Discernment is important, I’m just not sure why this film is. So far I haven’t come across one compelling reason to see the film and have heard many reasons why I might avoid it. In fact, this (pseudo-oikophobic) statement is probably the best argument I’ve heard in favor of NOT seeing the film:
“It doesn’t strike me as that unusual, actually. But if my usual moviegoing fare was the stuff of the typical American Box Office Top 10 rather than independent and international cinema, then this might seem especially unsettling.”
Assuming I’m not sufficiently desensitized already, do I really want to dull my sensitivities to the point where I don’t find something like this film unsettling?
I don’t know… do I really want to dull my sensitivities by reading Flannery O’Connor or Cormac McCarthy? Or watching 4 Months, 3 Weeks, and 2 Days? Or watching Von Trier’s Melancholia, in which a bride in her wedding dress f—s (there’s really no other word for it) a guest at her wedding on her wedding night? Or watching almost anything by Lars Von Trier? You’ve been quite clear that these are some of your favorite films, and I find scenes in these films to be far more “unsettling” than Anderson’s.
Nevertheless, in all of those cases, though, I find portrayals of depravity to be, in fact, “sensitizing” rather than “desensitizing.” Contest and composition are everything when it comes to this. The troubling behaviors are portrayed in such a way as to provoke conscience and questioning.
Having said all of that, I am not some kind of champion for this movie as if it’s a masterpiece. I just think that complaints made against it (“perversion”) really connect with the movie that I saw. I saw a purposeful depiction of bad behavior, not a celebration of it.
I think you have me confused with that other Victor. 🙂 I read “The Road” (and liked it) and saw “Dogville” (and wished I hadn’t). Anyway, it seems like the life of a film critic is one of gradual desensitization (or sensitization — tomayto/tomahto) in the service of what, exactly? Provoking one’s own conscience? In that light your interview reads less like a dialog with your previous self and more like a eulogy for him.

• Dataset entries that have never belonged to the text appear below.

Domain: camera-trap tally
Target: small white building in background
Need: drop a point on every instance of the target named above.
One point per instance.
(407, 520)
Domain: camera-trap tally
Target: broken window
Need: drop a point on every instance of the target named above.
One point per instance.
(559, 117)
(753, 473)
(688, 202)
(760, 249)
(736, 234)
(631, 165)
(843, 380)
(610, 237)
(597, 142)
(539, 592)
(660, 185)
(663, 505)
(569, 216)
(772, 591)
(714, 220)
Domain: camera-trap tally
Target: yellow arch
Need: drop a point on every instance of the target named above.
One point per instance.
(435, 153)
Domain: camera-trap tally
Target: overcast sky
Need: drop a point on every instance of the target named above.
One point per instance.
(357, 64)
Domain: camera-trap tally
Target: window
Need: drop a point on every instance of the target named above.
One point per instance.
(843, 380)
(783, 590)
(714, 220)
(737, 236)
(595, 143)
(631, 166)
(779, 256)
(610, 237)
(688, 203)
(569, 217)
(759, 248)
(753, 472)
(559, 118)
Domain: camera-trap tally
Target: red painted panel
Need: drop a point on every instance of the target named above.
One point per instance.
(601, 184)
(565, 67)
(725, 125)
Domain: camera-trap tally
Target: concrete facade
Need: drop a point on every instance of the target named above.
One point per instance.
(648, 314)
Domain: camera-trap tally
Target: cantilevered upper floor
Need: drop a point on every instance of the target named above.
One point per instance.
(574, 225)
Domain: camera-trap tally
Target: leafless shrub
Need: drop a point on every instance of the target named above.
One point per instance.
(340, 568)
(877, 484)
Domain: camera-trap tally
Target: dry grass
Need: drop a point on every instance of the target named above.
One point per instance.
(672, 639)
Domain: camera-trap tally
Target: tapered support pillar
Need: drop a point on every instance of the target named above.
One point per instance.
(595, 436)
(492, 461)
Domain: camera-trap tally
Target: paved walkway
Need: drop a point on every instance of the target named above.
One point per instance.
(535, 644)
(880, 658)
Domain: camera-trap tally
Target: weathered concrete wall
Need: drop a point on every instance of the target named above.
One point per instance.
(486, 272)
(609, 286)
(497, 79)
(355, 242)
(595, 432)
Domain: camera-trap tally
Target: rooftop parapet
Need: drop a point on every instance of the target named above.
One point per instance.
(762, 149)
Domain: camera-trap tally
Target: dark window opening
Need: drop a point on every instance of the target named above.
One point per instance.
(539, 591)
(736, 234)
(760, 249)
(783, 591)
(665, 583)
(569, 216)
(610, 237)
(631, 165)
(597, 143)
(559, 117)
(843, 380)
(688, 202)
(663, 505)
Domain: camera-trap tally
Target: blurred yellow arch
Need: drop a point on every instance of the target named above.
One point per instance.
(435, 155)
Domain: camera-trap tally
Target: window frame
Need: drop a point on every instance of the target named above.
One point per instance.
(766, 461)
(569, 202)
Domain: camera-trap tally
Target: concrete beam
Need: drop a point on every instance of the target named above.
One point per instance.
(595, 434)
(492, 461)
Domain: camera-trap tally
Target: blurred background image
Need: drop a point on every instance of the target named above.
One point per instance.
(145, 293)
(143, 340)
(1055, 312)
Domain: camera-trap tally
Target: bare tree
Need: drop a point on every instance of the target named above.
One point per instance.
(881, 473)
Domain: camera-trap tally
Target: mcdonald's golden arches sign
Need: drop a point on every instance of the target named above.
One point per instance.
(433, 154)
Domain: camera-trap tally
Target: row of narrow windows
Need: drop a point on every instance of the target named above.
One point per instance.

For clarification, I *do* find this film unsettling… but in a good way. I think popular American cinema serves up violence and sex in an “entertainment” fashion on a regular basis, but in independent and international cinema I often find violent and reckless sexual behaviors portrayed in a more honest (and thus *productively* troubling) fashion. What I was trying to say is this: Those who aren’t used to seeing such meaningfully shocking behavior are probably going to feel a bit gobsmacked by something like, say, your #1 film of all time: A Clockwork Orange.
Oh… good heavens. I though you were Victor Morton, and so I was a bit startled by the posts! My bad. Mark, can we have a “do-over”? 🙂
My moviegoing life has been one of growing *sensitization* to the way that most popular cinema deceives us about the nature of violence in all its forms. That has led to a growing appreciation of those artists who treat violent behavior as if it has actual consequences, as if it is truly inappropriate. It has been an awakening of conscience. I am grateful for it. (That’s what my “moviegoer’s memoir” Through a Screen Darkly is about, actually.)
I’ll have to check out your memoir, as I have totally dug your movie reviews over the years. I especially like it when you and SDG tag team on some poor unsuspecting piece of dren.
I get mistaken for the other Victor all the time. I’m like him, but less urbane and with fewer puns in Russian all the time. 🙂
“There are lines you can’t cross (or crass), even in service to the “truth”. ”
I keep hearing this, and it makes NO sense to my autistic brain (kind of like the appropriate/inappropriate line that seems to move every time I look at it). Can you explain more why neurotypicals draw such lines?